Hacker News new | ask | show | jobs
by ulrikrasmussen 268 days ago
I am split on SQL. On one hand I love the declarative approach and the fact that I can improve the run-time complexity of my queries just by adding an index and leaving the queries as is. On the other hand, I hate how the run-time complexity of my queries can suddenly go from linear to quadratic if the statistics are not up to date and my query planner misjudges the amount of rows returned by a complex sub-query so it falls back to a sequential scan instead of an index lookup.

I would be interested in a query execution language where you are more explicit about the use of indexes and joins, and where a static analysis can calculate the worst-case run time complexity of a given query. Does anyone know if something like that exists?

2 comments

I've had the same thought. I would be interested in a query language which allows me to write a query plan, including explicitly scanning indexes using specific methods.

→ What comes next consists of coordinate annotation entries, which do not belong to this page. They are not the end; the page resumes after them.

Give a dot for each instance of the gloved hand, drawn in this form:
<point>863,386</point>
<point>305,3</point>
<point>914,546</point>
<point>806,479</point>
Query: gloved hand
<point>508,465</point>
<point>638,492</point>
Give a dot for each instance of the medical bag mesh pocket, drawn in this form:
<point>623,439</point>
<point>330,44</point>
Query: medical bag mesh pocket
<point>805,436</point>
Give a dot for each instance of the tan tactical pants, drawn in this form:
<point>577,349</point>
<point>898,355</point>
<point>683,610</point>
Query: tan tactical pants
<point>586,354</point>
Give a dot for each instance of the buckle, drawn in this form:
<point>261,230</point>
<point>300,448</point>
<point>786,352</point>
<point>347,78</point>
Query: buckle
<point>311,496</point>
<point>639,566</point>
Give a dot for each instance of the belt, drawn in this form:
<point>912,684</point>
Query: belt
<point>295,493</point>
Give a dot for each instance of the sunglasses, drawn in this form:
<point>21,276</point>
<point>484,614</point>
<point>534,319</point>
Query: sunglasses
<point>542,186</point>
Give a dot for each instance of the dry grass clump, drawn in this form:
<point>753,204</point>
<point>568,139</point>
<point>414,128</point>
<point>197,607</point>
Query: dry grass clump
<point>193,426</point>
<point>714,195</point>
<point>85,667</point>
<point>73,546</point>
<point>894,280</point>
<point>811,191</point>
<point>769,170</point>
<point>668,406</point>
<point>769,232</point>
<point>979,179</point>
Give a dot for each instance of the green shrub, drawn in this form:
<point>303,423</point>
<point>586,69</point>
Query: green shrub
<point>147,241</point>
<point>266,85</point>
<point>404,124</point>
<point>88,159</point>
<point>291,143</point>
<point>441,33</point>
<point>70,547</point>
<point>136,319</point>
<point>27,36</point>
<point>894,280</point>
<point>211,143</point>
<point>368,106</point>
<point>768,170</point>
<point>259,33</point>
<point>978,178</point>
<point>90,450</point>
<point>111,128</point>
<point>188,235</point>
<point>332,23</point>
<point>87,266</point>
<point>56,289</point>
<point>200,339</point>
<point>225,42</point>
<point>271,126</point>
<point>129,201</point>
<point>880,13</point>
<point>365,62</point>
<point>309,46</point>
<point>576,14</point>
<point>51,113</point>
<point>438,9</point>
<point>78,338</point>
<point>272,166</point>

I like the "plumbing on the outside" approach of databases like ClickHouse where you have to know the performance characteristics of the query execution engine to design performant schemas and queries.

The challenge here is that query planners are quite good at determining the best access path based on statistical information about the data. For example, "id = 1" should probably use a fast index scan because it's a point query with a single row, but "category = 42" might be have a million rows with the value 42 and would be faster with a sequential scan. But the problem doesn't surface until you have that much data. Query planners adapt to scale, while a hard-coded query plan wouldn't. That's not even getting started on things like joins (where join side order matters a lot) and index scans on multiple columns.

I'm not aware of any systems that are like this. Some of the early database systems (ISAM/VSAM, hierarchical databases like CODASYL) were a bit like this, before the relational model allowed a single unified data paradigm to be expressed as a general-purpose query language.

What gets me is when it's faster to build an index and rerun the query from scratch than run the original.
That's less a SQL issue, than a general issue with attempting to optimize based off of heuristics. Generally when "hints" are supported that's what'll happen every time (baring the hint not being executable).

But, remember that a lot of users wanting to query things aren't going to be app developers. They'll be wanting to do a one off query or run some report. You'll tend to need an optimizer no matter what.

That's true, and you probably want both. You want a general purpose query planner for any user-generated one-off queries, but for the hot application code paths where you execute the same fixed queries again and again, you may be interested in stronger guarantees about your run time complexity.